Clarifying stakeholder perceptions of EJ issues
: The EJ research framework has focused on objectively documenting conditions and processes that constitute environmental injustices. Based on this materialist foundation, less emphasis in EJ research has been placed on people’s subjectivities. Several articles in this Special Issue advance EJ research by examining and clarifying stakeholder subjectivities regarding EJ issues [9
], which extends the research framework beyond the documentation of unjust conditions and processes. In Hornik et al.’s [9
] study, which clarifies community group perceptions of EJ in the context of water sustainability initiatives in Milwaukee, WI, USA, stakeholders shared similar perspectives on environmental injustice as an everyday experience. However, they had divergent perspectives on how environmental injustices are produced and most effectively redressed, which has implications for promoting initiatives for EJ and sustainability. Teixeira and Zuberi [18
] examine neighborhood perceptions of environmental health hazards among black youth in Pittsburgh, PA, USA. Youth identified the intersection of race and poverty, poor waste management, housing abandonment, and crime as salient neighborhood environmental concerns, and understood correctly (based on the authors’ analysis of secondary spatial data) that black vs. white neighborhoods in the city are characterized by unequal environments. Findings suggest that environmental conditions provide clearly recognizable indicators of injustice for youth, and, furthermore, that youth interpret the lack of response to unjust conditions to imply that no one cares. Songsore and Buzzelli [11
] examine the role of Ontario, Canada media in amplifying people’s perceptions of wind energy development (WED) health risks and injustices. Scientific evidence for negative health effects of wind turbines is contested, yet provincial media legitimated concerns about serious health impacts, which amplified public health risk perceptions and aroused claims of procedural injustice regarding the lack of community participation in Ontario’s WED process. Findings highlight the importance of media in shaping perceptions of environmental injustice, and reveal how public perceptions of injustice may be cultivated to impede societal transitions toward renewable energy sources. Ard et al. [19
] use multilevel models in a US national study of the roles of neighborhood social capital and exposure to industrial air pollution in explaining the racial gap in self-rated health between black, Hispanic, and white individuals. They found that individuals’ feelings of trust in neighbors of different social standing and perceptions of political empowerment largely accounted for lower self-rated health among African Americans (and partially accounted for it among Hispanics) relative to whites, while exposure to industrial air pollution was statistically irrelevant. Results suggest that people’s perceptions of well-being may be shaped largely by their social contexts, and that harmful environmental exposures may not always be of paramount importance in shaping those perceptions. Taken together, these articles underscore how people’s subjectivities deeply matter: they influence which phenomena are contested as EJ issues and condition possibilities for redressing environmentally unjust arrangements.

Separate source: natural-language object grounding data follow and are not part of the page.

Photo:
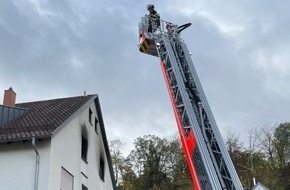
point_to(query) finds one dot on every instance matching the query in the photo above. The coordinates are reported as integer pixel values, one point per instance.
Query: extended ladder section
(207, 157)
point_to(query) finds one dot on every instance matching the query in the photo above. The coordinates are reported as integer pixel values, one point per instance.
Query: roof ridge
(38, 101)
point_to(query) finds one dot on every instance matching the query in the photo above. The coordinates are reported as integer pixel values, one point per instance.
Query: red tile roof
(42, 118)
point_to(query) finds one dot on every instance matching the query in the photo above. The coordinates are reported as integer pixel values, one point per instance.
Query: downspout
(36, 164)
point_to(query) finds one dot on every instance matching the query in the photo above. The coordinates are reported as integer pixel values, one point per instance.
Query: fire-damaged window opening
(84, 187)
(90, 116)
(96, 125)
(102, 169)
(84, 148)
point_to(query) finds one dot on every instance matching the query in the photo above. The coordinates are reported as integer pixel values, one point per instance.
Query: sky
(60, 48)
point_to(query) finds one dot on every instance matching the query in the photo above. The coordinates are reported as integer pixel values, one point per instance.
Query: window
(90, 116)
(84, 148)
(96, 125)
(66, 180)
(102, 169)
(84, 187)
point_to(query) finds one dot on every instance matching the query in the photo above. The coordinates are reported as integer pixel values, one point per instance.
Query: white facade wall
(66, 153)
(17, 165)
(17, 160)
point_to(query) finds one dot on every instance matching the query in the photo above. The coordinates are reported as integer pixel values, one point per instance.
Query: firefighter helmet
(150, 6)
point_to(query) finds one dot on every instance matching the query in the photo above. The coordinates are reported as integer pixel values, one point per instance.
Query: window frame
(84, 149)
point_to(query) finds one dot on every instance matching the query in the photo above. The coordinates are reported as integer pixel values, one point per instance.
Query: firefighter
(154, 18)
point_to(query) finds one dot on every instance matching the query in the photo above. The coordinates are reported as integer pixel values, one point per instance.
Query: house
(57, 144)
(260, 186)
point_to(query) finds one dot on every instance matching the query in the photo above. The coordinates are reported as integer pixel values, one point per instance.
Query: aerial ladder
(210, 165)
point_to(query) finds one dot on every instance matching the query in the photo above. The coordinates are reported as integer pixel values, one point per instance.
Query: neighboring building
(57, 144)
(260, 186)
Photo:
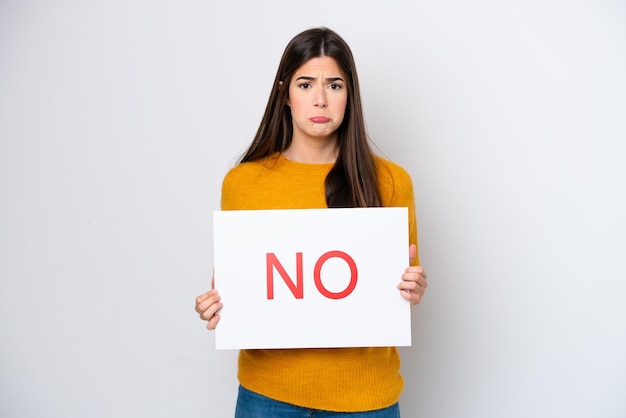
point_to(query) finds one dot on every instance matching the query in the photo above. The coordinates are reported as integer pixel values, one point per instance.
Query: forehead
(326, 65)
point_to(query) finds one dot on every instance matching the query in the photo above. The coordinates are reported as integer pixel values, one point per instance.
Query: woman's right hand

The wide array of environmental health hazards, communities, and countries represented in this Special Issue reflect the expanding scope and purpose of EJ research, which has broadened and transformed significantly in recent years. The articles cover topics ranging from energy, food, water, obesogenic chemicals, landfills, and greenspace. They document connections between unjust environmental exposures and health impacts; provide ideas for how to promote and achieve EJ; and clarify stakeholder perceptions of EJ issues. In doing so, the Special Issue illustrates the existence of multiple and compounding marginalities, but also the wide variety of approaches being employed to achieve EJ, in its many diverse forms.